A Polícia Federal deflagrou, na manhã desta terça-feira (17), uma operação em conjunto com a Controladoria-Geral da União (CGU) para investigar suspeitas de fraude em licitação e desvio de recursos públicos na Prefeitura de Lauro de Freitas, na Região Metropolitana de Salvador.
Batizada de Operação Nota de Conceito, a ação tem como foco contratos firmados durante a gestão passada da ex-prefeita Moema Gramacho, especialmente na área da educação municipal.
Contrato envolvia tablets e ensino remoto
As investigações apontam irregularidades na contratação de uma empresa responsável pelo fornecimento de uma solução integrada de ensino à distância para o ensino fundamental, que incluía a entrega de 21.300 tablets à rede municipal.
O contrato sob suspeita, de número 219/2020, foi assinado em dezembro de 2020 com duração inicial de quatro meses, mas acabou sendo prorrogado e executado até agosto de 2022.
Segundo a apuração, o processo licitatório teria sido estruturado para restringir a concorrência, favorecendo previamente a empresa vencedora. Além disso, a inclusão dos tablets no contrato teria ocorrido de forma indevida, com o objetivo de inflar os valores da contratação por meio de preços acima do mercado.
Indícios de documentos falsos e superfaturamento
Ainda de acordo com a investigação, o procedimento foi marcado pelo uso de documentos falsificados em diferentes etapas, inclusive durante a execução do contrato. Um termo aditivo também teria sido firmado com valores considerados sem fundamento, baseados em cotações de preços manipuladas.

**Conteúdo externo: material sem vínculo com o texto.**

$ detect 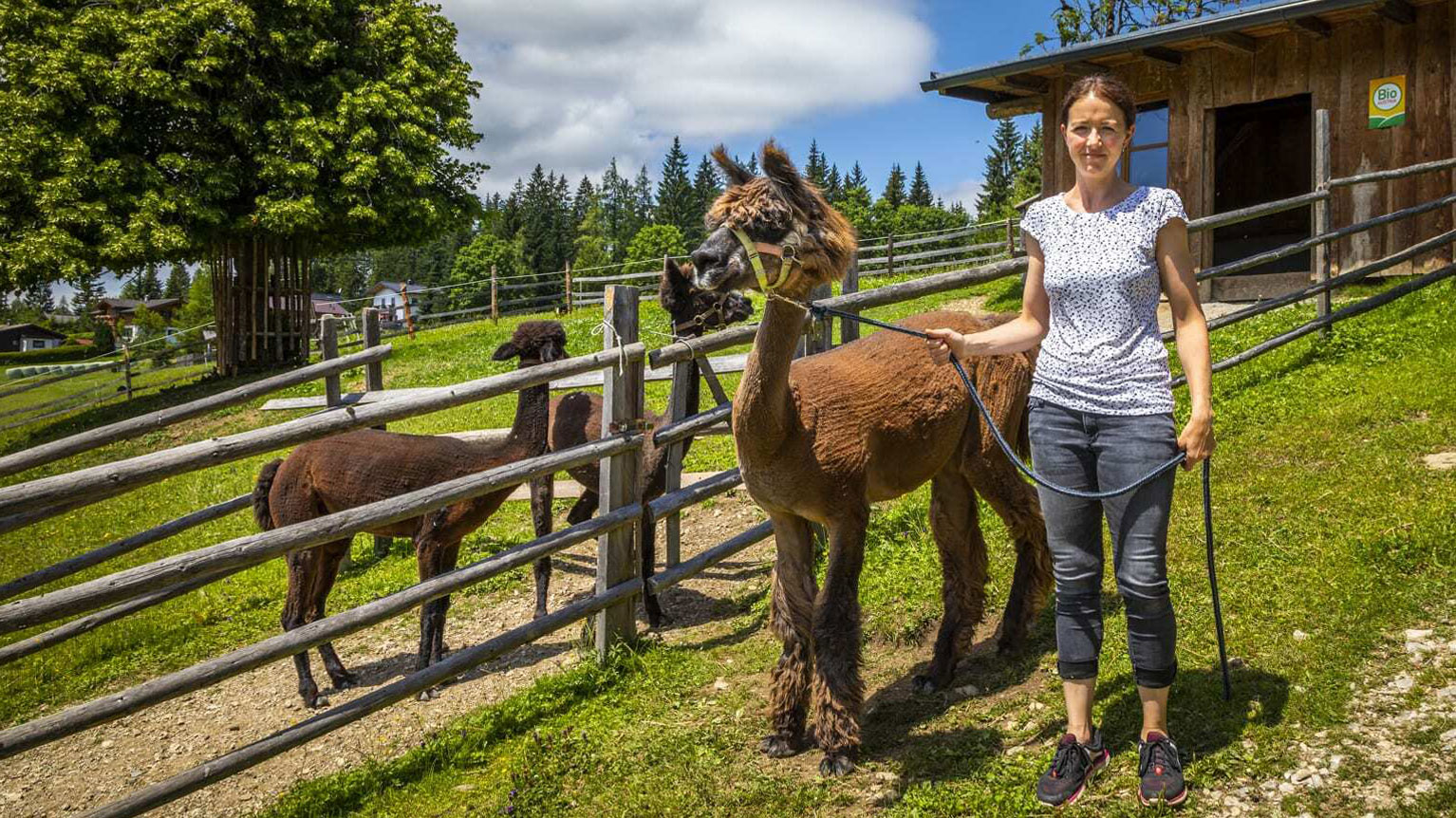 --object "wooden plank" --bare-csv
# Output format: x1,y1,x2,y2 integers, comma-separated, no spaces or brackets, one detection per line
0,344,645,532
594,284,644,662
646,520,774,594
0,346,393,477
1407,5,1456,270
0,492,253,600
262,352,748,412
0,434,642,633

Outro ponto identificado é que, embora a empresa contratada tenha sede em Salvador, os serviços teriam sido executados por uma empresa localizada em Santa Catarina.

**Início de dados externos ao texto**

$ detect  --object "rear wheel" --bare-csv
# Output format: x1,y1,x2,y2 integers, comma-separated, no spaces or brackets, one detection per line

No total, o município de Lauro de Freitas desembolsou cerca de R$ 16,4 milhões no contrato, o que levanta suspeitas de superfaturamento.
Mandados cumpridos na Bahia
Durante a operação desta terça, foram cumpridos seis mandados de busca e apreensão e de sequestro de bens, nas cidades de Lauro de Freitas e Salvador. A Justiça Federal autorizou ainda o bloqueio de até R$ 26,5 milhões por investigado.
A ação contou com a participação de 25 policiais federais, além de integrantes da CGU.
Os envolvidos poderão responder por crimes como fraude em licitação, peculato, corrupção ativa, lavagem de dinheiro e organização criminosa.